Были здесь и тысячи других странностей — и пляшущий фонарь, и пляшущий корабль, и пляшущая яблоня, словно все обычные вещи, какие только есть в деревне и в городе, пустились в пляс под веселую музыку безумного шарманщика. Через много лет, немолодым человеком, Сайм не мог видеть ни фонаря, ни яблони, ни мельницы, чтобы не ощутить, что это — плясун, сбежавший с карнавала.

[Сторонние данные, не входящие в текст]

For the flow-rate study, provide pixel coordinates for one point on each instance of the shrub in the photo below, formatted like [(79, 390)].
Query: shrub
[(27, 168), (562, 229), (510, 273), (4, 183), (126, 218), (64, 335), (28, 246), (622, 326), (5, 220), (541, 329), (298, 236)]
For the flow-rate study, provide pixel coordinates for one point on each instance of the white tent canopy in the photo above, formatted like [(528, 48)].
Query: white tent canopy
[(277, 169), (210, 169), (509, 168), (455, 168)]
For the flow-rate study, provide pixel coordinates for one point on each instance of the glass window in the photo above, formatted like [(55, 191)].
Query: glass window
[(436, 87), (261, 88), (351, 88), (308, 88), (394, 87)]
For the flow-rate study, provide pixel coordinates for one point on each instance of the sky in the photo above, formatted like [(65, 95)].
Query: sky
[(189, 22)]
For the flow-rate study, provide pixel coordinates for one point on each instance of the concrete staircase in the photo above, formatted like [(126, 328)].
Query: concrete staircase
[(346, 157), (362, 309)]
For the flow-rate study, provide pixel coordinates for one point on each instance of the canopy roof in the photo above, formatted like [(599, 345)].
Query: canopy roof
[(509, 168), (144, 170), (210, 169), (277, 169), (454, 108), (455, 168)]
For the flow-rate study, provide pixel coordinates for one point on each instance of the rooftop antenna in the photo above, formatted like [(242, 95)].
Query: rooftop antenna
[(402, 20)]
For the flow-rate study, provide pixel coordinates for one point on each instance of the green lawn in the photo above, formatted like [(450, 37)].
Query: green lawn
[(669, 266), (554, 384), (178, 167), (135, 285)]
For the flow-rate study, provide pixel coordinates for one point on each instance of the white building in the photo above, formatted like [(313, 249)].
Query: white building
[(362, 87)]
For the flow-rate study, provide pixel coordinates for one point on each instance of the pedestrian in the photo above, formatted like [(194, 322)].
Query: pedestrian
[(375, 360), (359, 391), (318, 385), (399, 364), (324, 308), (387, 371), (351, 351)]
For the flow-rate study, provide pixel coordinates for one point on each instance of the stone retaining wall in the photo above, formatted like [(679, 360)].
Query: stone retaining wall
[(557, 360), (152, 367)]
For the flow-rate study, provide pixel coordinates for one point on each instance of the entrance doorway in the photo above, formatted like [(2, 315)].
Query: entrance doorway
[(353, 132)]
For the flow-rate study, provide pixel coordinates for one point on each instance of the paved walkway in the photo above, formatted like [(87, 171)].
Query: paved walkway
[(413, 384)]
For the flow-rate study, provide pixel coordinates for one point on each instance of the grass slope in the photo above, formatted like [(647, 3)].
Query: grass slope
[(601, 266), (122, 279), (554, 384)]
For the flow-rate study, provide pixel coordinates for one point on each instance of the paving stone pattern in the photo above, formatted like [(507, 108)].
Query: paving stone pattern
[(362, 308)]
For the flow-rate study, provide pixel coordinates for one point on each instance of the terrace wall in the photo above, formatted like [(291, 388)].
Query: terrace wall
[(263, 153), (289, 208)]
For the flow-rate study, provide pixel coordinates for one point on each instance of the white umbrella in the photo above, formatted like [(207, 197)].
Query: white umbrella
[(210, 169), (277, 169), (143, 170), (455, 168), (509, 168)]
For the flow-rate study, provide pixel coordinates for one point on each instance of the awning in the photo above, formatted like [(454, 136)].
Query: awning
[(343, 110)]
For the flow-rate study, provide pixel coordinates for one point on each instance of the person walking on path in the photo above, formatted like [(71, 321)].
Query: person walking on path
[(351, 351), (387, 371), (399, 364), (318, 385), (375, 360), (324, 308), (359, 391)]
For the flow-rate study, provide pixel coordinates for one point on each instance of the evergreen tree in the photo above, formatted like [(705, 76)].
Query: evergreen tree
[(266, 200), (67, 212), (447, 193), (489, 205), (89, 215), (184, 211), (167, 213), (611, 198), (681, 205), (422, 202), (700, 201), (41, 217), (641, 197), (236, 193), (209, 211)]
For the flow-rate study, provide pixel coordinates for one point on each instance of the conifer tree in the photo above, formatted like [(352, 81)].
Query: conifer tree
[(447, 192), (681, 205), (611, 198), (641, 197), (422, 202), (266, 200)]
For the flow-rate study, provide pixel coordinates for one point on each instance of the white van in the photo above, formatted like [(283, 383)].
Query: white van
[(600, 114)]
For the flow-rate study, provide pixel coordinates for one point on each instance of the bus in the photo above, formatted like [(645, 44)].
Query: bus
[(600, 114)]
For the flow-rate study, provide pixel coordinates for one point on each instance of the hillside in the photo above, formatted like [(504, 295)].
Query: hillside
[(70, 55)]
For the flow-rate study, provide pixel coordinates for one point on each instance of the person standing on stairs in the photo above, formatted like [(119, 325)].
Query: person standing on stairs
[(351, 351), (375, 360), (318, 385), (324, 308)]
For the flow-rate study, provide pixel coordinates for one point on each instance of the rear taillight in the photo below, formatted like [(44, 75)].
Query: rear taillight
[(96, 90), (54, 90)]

   С одной стороны лужайки, на которой плясали пары, возвышался зеленый уступчатый склон, обычный в старых садах. На нем стояли полумесяцем семь кресел, престолы семи дней. Гоголь и доктор Булль уже сидели на местах, де Вормс взбирался на свое. Простоту Вторника как нельзя лучше выражала одежда, падавшая серо-серебряными складками, подобными завесе проливного дождя; то было разделение вод. Пятница, в чей день были созданы низшие формы жизни, облачился в мутно-лиловый хитон, на котором распластались лупоглазые рыбы и диковинные птицы, причудливые и нечеткие, как он. Камзол Субботы, последнего дня творенья, украшали геральдические звери, золотые и алые, а на коньке его шлема стоял человек. Доктор удобно расселся в кресле, сияя улыбкой, — присяжный поборник надежды в своей стихии.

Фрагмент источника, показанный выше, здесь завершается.